Even the day of the week chosen for our journey betrayed the pre-Christian origins of the world we were leaving behind in the townland of Mullen, with its brown rushes and brown bushes beckoning to the bog. It was a Friday, and it was believed lucky to move house on a Friday.

My family had lived in Mullen since before folk memory. Shortly after the Famine, my great-grandfather built the house near the crossroads in which I grew up. It was a thatched, whitewashed, three-roomed - one subdivided - traditional country cottage with no electricity, no running water, no bathroom.

It had a big open fire where my mother did all the cooking and baking and boiled all the water necessary to wash and to bathe a family of [at that time\] six children in a house also occupied by my father and grandfather. She drew water from two separate wells: one for drinking, the other for washing.

It was hardly a surprise then that we were swept up by the Whitaker/Lemass programme with its promise of a better life and freedoms undreamt of. Our bounded little world was opened up. Old protectionisms in trade and values were swept away. A wind blew through the soul of old Ireland, ventilating places previously undisturbed. Like Mullen.

We became part of the flight away from de Valera's rural idyll with its handsome youths and comely maidens dancing at the crossroads. They never danced for us. All that ever gathered at our crossroads were small children, young mothers, and old people for the bonfire on St John's Eve, June 23rd, every year. My father adored de Valera, the air he breathed, the water he walked on. But with a young family whose needs grew daily, even he had to abandon that ideal.

And still I remember them, those we left behind. Those people black from poverty who lived rough lives in often derelict houses with collapsing thatch - places as dark as the cabins inhabited by our ancestors not so long before in those same lonely off-beat spots where the only abundance was sky.

I would see them every Sunday through my childish fears as they came from Mass, or staggered past our house on Fridays under the influence of a few bottles of stout after collecting their pensions. I remembered how everyone in Mullen stopped drinking from the well when word spread that old Kate Callaghan had fallen in going home with her pension to that smoky house in the bog.

As the 60s advanced, new houses for such as Kate were built by the State, although she had passed on.

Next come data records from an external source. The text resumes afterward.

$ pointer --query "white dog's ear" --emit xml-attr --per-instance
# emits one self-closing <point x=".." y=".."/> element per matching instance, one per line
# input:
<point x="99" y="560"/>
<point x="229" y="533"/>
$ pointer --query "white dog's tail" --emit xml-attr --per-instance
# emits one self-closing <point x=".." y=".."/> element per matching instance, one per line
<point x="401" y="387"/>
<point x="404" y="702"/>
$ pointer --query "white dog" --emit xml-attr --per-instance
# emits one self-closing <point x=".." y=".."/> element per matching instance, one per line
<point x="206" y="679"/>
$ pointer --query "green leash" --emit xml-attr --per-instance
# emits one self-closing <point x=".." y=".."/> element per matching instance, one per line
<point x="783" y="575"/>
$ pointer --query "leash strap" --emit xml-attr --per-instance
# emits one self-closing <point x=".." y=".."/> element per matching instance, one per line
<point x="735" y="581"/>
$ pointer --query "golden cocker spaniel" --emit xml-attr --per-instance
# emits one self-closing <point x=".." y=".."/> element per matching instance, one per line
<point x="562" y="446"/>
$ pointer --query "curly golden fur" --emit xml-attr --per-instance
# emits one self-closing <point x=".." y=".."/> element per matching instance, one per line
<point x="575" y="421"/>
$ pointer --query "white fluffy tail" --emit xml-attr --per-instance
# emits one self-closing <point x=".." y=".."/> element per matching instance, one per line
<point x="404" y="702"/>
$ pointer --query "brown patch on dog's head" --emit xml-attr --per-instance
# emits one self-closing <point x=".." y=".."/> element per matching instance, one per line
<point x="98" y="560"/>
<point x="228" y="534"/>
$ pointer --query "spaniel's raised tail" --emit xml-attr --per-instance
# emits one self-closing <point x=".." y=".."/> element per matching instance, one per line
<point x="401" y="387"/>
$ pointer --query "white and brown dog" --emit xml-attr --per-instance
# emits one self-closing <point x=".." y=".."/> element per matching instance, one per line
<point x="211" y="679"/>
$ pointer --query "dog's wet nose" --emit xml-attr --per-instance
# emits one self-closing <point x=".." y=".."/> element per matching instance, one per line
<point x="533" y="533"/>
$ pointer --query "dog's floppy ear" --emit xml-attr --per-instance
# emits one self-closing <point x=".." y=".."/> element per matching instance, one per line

And electricity and running water arrived in Mullen, too.

In Ballaghaderreen, we were already four or five light years away. By then, too, there was a growing national consensus that as a people we had lost the run of ourselves. We had succumbed to "material values".We had lost our "soul".

Women were going to pubs. Girls wore shameless mini-skirts. Young men couldn't be stopped from beating the living daylights out of one another outside dancehalls.

And then there was The Late Late Show. We had gone to the dogs. Brian Lenihan, our local TD, described these manifestations as "the problems of affluence".

In 1967, free education was introduced by Donogh O'Malley, and not only was going to secondary school soon the norm, but going to university became part of the expectation even among my own peers.

I was the first member of my family in all our generations to go from secondary school to university, and I didn't lose my soul. On the contrary, it was the richest experience of my life. Previously in our family only my uncle had ever received a secondary education. And he cycled a round-trip of 14 miles a day for five years to do so.

So forgive me, Dr Whitaker, for fumbling my sentiments when we met on December 18th. I wasn't prepared. But, really, I just don't know how to thank you.